/webstrip

Camping script to strip dross from web pages I'm interested in

Primary LanguageRuby

WebStrip

A simple web app to filter unwanted crap out of web-pages.

The idea is to take a url, go there and pull the page's html text. For pages that are the first of a series I pull the link block. For pages with a "next" I follow the chain. Then for each page I pull the divs I actually want, remove extraneous fluff - banners, scripts - and serve them up in some crude css.

PrintWhatYouLike.com does the same in a more interactive way.

I got this running in a single page app for about a dozen sites using "camping webstrip.rb" and localhost:3301. But now after a brief flirtation with Sinatra I'm basing directly on Rack as that seems much less hassle to run on Dreamhost using Passenger. I'm trying to avoid all the dependencies that I can, but you must have the Hpricot and open-uri gems and of course, Rack running on Passenger (which DH provides).

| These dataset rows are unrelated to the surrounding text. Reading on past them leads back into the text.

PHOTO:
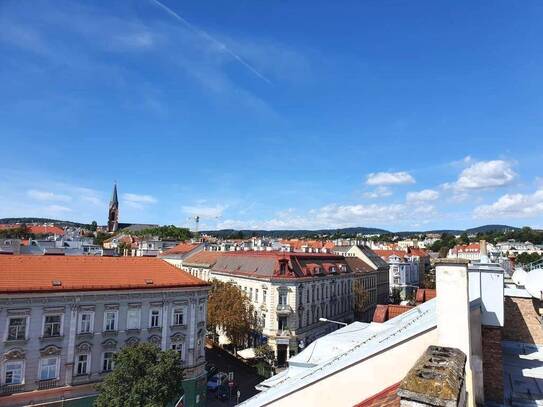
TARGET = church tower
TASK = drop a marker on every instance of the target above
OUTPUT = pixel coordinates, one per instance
(113, 217)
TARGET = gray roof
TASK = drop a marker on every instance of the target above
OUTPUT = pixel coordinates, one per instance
(342, 348)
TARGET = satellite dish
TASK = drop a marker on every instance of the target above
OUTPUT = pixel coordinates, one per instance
(534, 282)
(519, 276)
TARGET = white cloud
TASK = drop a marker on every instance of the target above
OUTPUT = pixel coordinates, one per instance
(338, 216)
(484, 174)
(379, 192)
(513, 206)
(421, 196)
(57, 209)
(205, 211)
(389, 178)
(47, 196)
(138, 201)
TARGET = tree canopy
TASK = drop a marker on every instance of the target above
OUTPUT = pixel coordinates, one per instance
(143, 375)
(230, 311)
(168, 232)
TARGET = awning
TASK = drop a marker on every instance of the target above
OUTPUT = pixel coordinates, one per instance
(248, 353)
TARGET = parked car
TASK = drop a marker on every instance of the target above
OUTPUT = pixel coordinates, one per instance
(211, 370)
(214, 382)
(224, 391)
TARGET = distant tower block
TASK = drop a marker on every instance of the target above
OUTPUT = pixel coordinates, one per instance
(113, 216)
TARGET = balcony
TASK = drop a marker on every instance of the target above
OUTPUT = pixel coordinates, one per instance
(283, 333)
(283, 309)
(48, 384)
(11, 388)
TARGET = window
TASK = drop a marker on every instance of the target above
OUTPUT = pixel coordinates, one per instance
(133, 318)
(154, 320)
(178, 316)
(16, 328)
(14, 373)
(283, 297)
(85, 322)
(48, 368)
(107, 362)
(52, 325)
(110, 321)
(82, 364)
(178, 347)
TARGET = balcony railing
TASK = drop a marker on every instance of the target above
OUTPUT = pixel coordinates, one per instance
(283, 332)
(284, 309)
(11, 388)
(48, 384)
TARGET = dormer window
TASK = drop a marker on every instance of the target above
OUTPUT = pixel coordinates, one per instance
(282, 267)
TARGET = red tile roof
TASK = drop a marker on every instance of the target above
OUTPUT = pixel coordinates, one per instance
(385, 254)
(36, 229)
(26, 274)
(384, 312)
(182, 248)
(385, 398)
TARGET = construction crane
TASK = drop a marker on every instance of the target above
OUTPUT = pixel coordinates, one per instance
(196, 220)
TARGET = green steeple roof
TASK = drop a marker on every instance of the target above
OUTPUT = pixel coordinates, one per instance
(114, 199)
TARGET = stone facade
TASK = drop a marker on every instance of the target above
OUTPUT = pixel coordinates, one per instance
(60, 339)
(522, 320)
(493, 363)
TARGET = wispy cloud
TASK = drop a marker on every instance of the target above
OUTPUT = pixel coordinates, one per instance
(390, 178)
(220, 45)
(47, 196)
(138, 201)
(208, 212)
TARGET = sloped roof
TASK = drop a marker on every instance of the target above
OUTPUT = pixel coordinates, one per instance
(358, 265)
(363, 341)
(206, 258)
(266, 264)
(182, 248)
(26, 274)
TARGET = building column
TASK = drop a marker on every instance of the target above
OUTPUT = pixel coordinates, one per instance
(164, 334)
(453, 313)
(70, 354)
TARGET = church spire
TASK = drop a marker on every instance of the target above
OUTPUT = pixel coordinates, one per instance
(113, 215)
(114, 200)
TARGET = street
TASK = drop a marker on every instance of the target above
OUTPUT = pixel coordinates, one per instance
(245, 376)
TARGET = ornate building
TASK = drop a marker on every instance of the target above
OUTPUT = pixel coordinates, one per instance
(62, 318)
(113, 216)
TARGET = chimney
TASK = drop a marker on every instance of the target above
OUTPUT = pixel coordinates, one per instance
(482, 249)
(453, 312)
(436, 379)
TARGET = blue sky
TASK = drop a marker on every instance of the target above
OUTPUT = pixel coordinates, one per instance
(289, 114)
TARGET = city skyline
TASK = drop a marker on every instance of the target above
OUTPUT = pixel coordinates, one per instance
(402, 116)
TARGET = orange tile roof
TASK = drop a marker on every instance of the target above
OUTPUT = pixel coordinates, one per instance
(385, 398)
(26, 274)
(182, 248)
(204, 257)
(36, 229)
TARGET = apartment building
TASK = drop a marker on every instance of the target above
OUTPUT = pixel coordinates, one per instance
(62, 319)
(290, 292)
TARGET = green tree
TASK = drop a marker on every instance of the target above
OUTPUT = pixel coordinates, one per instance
(144, 376)
(230, 311)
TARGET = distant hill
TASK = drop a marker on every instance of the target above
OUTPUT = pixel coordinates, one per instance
(56, 222)
(296, 233)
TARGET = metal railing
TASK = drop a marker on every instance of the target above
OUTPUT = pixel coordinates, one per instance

To install just checkout the whole tree and point a domain at webstrip/public.

A little better css in style_block() would be nice.

The setup is modular, so once you've cloned the repo you can add sites by just dropping their def files into the "sites" directory. The page router loads a ruby file named "#{URI(url).hostname}.rb" replacing '.'s with '_'s, instantiates a new object of the same class name passing the url to it, and then sends this object a request for filtered page content. Each def file defines a sub-class of WebStrip (or LinkedPageSeries or ChainedPageSeries) and overrides clean_page(doc) which returns a text string of html given the Hpricot document parsed from the url.

Class Hierarchy

PageRouter - implements basic response to rack call(), routes page
WebStrip - class with generic routines, must override clean_page
  |-- LinkedPageSeries - handles articles with a link block
  | '-- www_..._com - your sub-classes here
  |-- ChainedPageSeries - handles articles with a "next" link
  | '-- www_..._com - your sub-classes here
  '-- www_..._com - your sub-classes here

File Layout

webstrip
  |-- README.markdown
  |-- config.ru
  |-- page_router.rb
  |-- public
  |   |-- favicon.gif
  |   `-- favicon.ico
  |-- sites
  |   `-- www_..._com.rb
  |-- tmp
  |   `-- restart.txt
  `-- webstrip.rb